Итак, я созрел, чтобы сознательно и добровольно строить светлое будущее вместе со всем нашим славным советским народом, который уверенно вёл вперёд к великим победам величайший вождь всех времён и народов Иосиф Виссарионович Сталин со своими верными соратниками. Я ещё не осознавал, что уже строю это будущее. И что окружающее меня омерзительное сборище отбросов и уродов — тоже часть народа. Я этого не пожелал, не смог бы признать, если б кто-то мне такую мысль подкинул. Чёткая линия разделяла тогда видимый и ощущаемый мною мир, расколотый надвое. Даже — на два мира. И я эту линию раскола видел каждый день своими глазами — запретная зона. По одну сторону — чудовищный мир несправедливости и бесчеловечности, по другую — стройка того самого светлого и прекрасного будущего. И даже это созидание — тоже светлое. Леонид Романович и такие, как он, ввергнуты сюда, в ад кромешный, по чьей-то ошибке. Я и такие, как я, — за свои собственные. Логика такова (как я полюбил её, логику, — ни шагу без неё): только честный и добросовестный человек достоин счастья. Строить счастливое будущее — это и есть счастье. Будь честным, и добьёшься этого права. Честно жить — значит трудиться. И чем лучше, тем быстрее сможешь переступить ту линию, которая пока отделяет тебя от настоящего мира. Мир неволи мне часто казался нереальным, а я словно бы и существовал в нём, но лишь своей физической оболочкой, духом оставаясь там, в другом запроволочном мире.

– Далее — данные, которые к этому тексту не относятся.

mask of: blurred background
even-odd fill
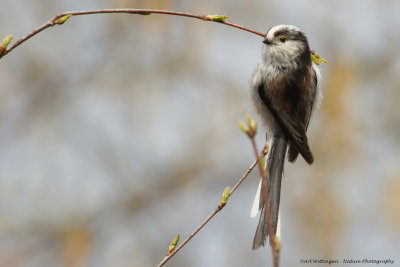
[[[329,63],[309,129],[315,163],[286,163],[282,266],[399,264],[399,1],[1,1],[0,37],[15,40],[61,11],[110,7],[226,14],[263,32],[300,26]],[[0,266],[158,264],[254,159],[237,120],[256,117],[261,41],[182,17],[90,15],[2,58]],[[166,266],[269,266],[270,248],[251,250],[258,179]]]

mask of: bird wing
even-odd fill
[[[279,108],[278,105],[274,104],[271,101],[271,96],[268,93],[269,91],[266,90],[265,82],[261,82],[257,90],[261,100],[280,126],[286,138],[297,148],[307,163],[312,164],[314,158],[308,146],[304,119],[296,118],[295,115],[289,114],[286,109]]]

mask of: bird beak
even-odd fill
[[[264,39],[263,43],[266,44],[266,45],[271,45],[272,44],[272,42],[270,40],[268,40],[267,38]]]

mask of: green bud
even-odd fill
[[[219,205],[225,206],[226,202],[229,199],[230,193],[231,189],[229,188],[229,186],[225,187],[224,192],[222,192],[221,202],[219,203]]]
[[[7,46],[11,43],[13,36],[11,34],[7,35],[3,41],[1,41],[0,52],[7,48]]]
[[[61,18],[56,19],[54,23],[59,25],[64,24],[64,22],[66,22],[70,17],[72,17],[72,14],[62,16]]]
[[[179,242],[179,234],[172,240],[171,244],[169,244],[167,255],[171,254],[175,250],[176,245],[178,245],[178,242]]]
[[[228,18],[228,16],[225,15],[207,15],[206,18],[212,20],[212,21],[217,21],[217,22],[221,22],[224,21],[225,19]]]
[[[240,128],[240,130],[241,130],[242,132],[248,133],[249,127],[247,127],[247,125],[246,125],[243,121],[239,120],[239,121],[238,121],[238,124],[239,124],[239,128]]]

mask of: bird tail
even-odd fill
[[[284,137],[271,138],[271,145],[267,154],[266,165],[268,175],[269,206],[271,211],[272,230],[274,234],[276,234],[276,229],[278,225],[281,181],[283,175],[283,165],[285,163],[286,150],[287,141]],[[260,190],[261,192],[257,192],[256,194],[256,199],[254,200],[251,215],[253,216],[255,212],[261,210],[261,216],[258,222],[256,234],[254,236],[253,249],[264,246],[268,236],[267,213],[265,210],[265,203],[261,186],[259,186],[258,190]],[[256,209],[255,211],[254,208]]]

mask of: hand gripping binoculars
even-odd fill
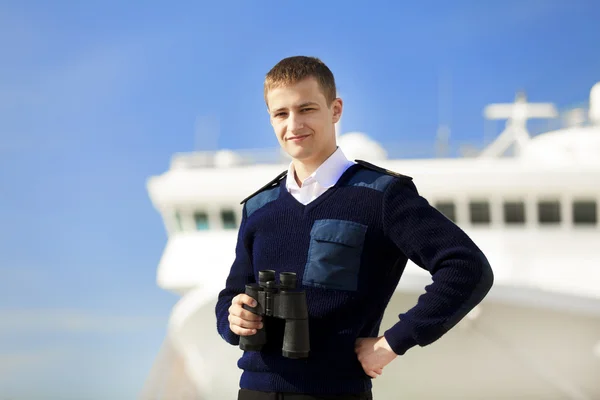
[[[258,284],[246,285],[246,294],[256,300],[256,307],[243,305],[244,309],[267,317],[285,320],[282,354],[287,358],[306,358],[310,351],[308,337],[308,310],[306,293],[296,290],[296,274],[281,272],[279,285],[275,283],[275,271],[258,272]],[[263,327],[254,335],[240,336],[240,349],[260,351],[267,341],[265,318]]]

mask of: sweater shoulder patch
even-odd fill
[[[402,175],[385,168],[378,167],[363,160],[355,160],[360,168],[347,182],[347,186],[367,187],[380,192],[385,191],[394,179],[412,181],[410,176]]]
[[[277,199],[279,191],[275,189],[279,187],[281,181],[283,180],[283,178],[285,178],[286,175],[287,170],[277,175],[265,186],[261,187],[256,192],[252,193],[250,196],[246,197],[244,200],[241,201],[240,204],[246,203],[246,215],[248,217],[256,210]]]

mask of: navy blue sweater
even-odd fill
[[[453,222],[421,197],[411,178],[361,164],[303,205],[285,179],[244,203],[236,258],[216,305],[219,334],[232,345],[231,300],[258,271],[295,272],[306,291],[308,359],[281,354],[282,320],[267,320],[267,345],[244,352],[240,387],[313,394],[359,393],[371,388],[354,352],[359,337],[377,337],[386,306],[407,260],[432,274],[418,303],[384,335],[398,354],[439,339],[488,293],[493,273],[486,257]],[[267,317],[269,318],[269,317]],[[241,351],[241,350],[240,350]]]

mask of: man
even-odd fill
[[[281,60],[266,76],[264,96],[292,162],[242,202],[236,258],[216,305],[218,332],[232,345],[268,325],[265,347],[238,362],[238,399],[371,399],[371,379],[456,325],[488,293],[492,270],[410,177],[346,159],[335,137],[343,103],[319,59]],[[433,283],[379,335],[408,259]],[[282,356],[280,320],[242,307],[255,305],[245,285],[265,269],[295,272],[306,291],[306,359]]]

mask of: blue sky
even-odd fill
[[[600,81],[593,0],[319,3],[2,2],[0,398],[135,398],[176,301],[145,181],[174,152],[276,146],[279,59],[321,57],[344,130],[407,148],[435,137],[440,76],[452,140],[475,143],[488,103]]]

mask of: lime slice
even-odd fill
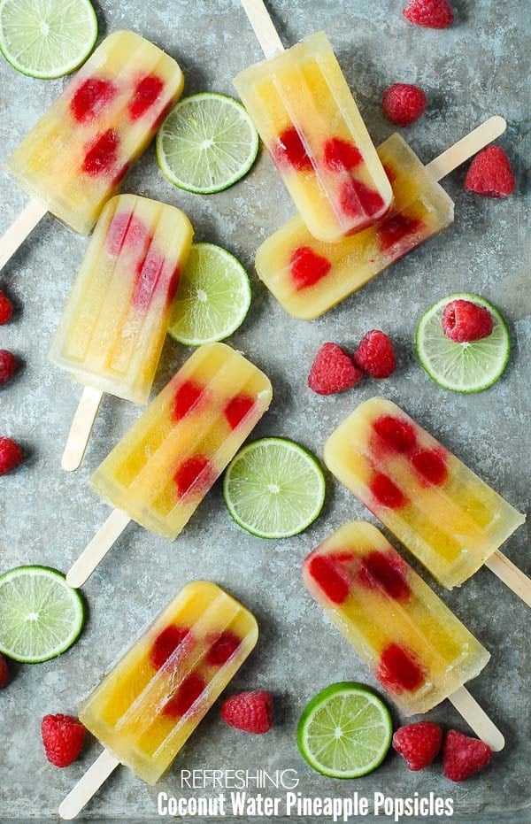
[[[186,346],[228,337],[250,305],[250,286],[239,260],[219,246],[195,243],[181,276],[168,332]]]
[[[157,159],[174,186],[196,195],[228,189],[247,174],[258,135],[234,97],[204,92],[181,100],[157,135]]]
[[[0,50],[23,74],[69,74],[85,62],[96,37],[88,0],[0,0]]]
[[[380,766],[391,745],[389,711],[368,687],[331,684],[306,705],[296,743],[310,766],[331,778],[359,778]]]
[[[17,566],[0,575],[0,652],[38,664],[77,641],[84,606],[65,576],[48,566]]]
[[[325,502],[325,477],[316,458],[285,438],[243,447],[223,481],[227,509],[258,538],[289,538],[313,523]]]
[[[442,331],[442,312],[452,300],[470,300],[489,310],[494,327],[489,337],[456,343]],[[417,356],[432,380],[453,392],[481,392],[501,377],[509,360],[511,338],[504,318],[479,295],[450,295],[434,304],[420,318],[415,337]]]

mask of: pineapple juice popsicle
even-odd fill
[[[526,520],[382,397],[360,404],[332,433],[324,455],[336,478],[449,589],[496,563],[498,548]],[[531,581],[519,575],[529,598]]]
[[[324,32],[234,83],[314,237],[337,243],[383,217],[391,186]]]
[[[72,819],[119,764],[154,784],[256,645],[254,616],[216,584],[185,586],[83,703],[105,750],[59,807]]]
[[[100,43],[7,160],[33,199],[0,239],[0,266],[46,212],[89,233],[183,82],[177,63],[134,32]]]
[[[341,527],[306,558],[303,578],[405,715],[456,693],[458,705],[463,685],[490,658],[372,524]],[[469,723],[481,718],[476,732],[501,749],[501,734],[483,726],[481,713]]]

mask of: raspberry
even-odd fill
[[[0,326],[11,320],[13,314],[13,304],[4,292],[0,289]]]
[[[514,191],[511,162],[499,146],[488,146],[475,156],[465,178],[465,189],[486,197],[508,197]]]
[[[448,0],[410,0],[402,13],[410,23],[425,28],[448,28],[453,23],[453,11]]]
[[[393,749],[403,755],[410,770],[423,770],[436,758],[442,730],[434,721],[419,721],[400,727],[393,735]]]
[[[492,315],[484,306],[471,300],[452,300],[442,312],[442,331],[456,343],[480,341],[489,337],[494,327]]]
[[[9,670],[7,668],[7,664],[5,663],[4,656],[0,655],[0,689],[4,689],[8,681]]]
[[[85,728],[71,715],[45,715],[41,723],[42,743],[48,760],[56,766],[75,761],[85,740]]]
[[[5,475],[22,461],[24,452],[12,438],[0,438],[0,475]]]
[[[380,329],[367,332],[354,353],[354,363],[372,378],[389,378],[396,368],[396,359],[387,335]]]
[[[308,375],[308,386],[318,395],[334,395],[359,383],[363,373],[337,343],[323,343]]]
[[[0,349],[0,386],[11,381],[18,366],[19,362],[12,352]]]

Я принялся работать ещё упорней, порою превышая свои физические возможности. Меня ничуть не страшило и не заставило задуматься, разумно ли я себя веду, даже то, что через какое-то время после рекордистских триумфов я окончательно опять обессилел. Из кожи вон лез, но уже не мог выполнить даже сотку.[96] Попал в ОП (оздоровительный пункт). Потом опять обливался горячим потом с утра до вечера. Перевели с бригаду УП (усиленного питания). Но и питание с двойной кашей и килограммовой горбушкой не помогло — вынужден был согласиться на дневальство, продолжая мечтать: набравшись силёнок, перейти в производственную бригаду, на промышленный объект. Зачем? Да всё с той же целью. За ударный труд (более полутора норм) зеку к отбытому дню присоединялись ещё два. Отбыл календарный год, а тебе засчитывают три!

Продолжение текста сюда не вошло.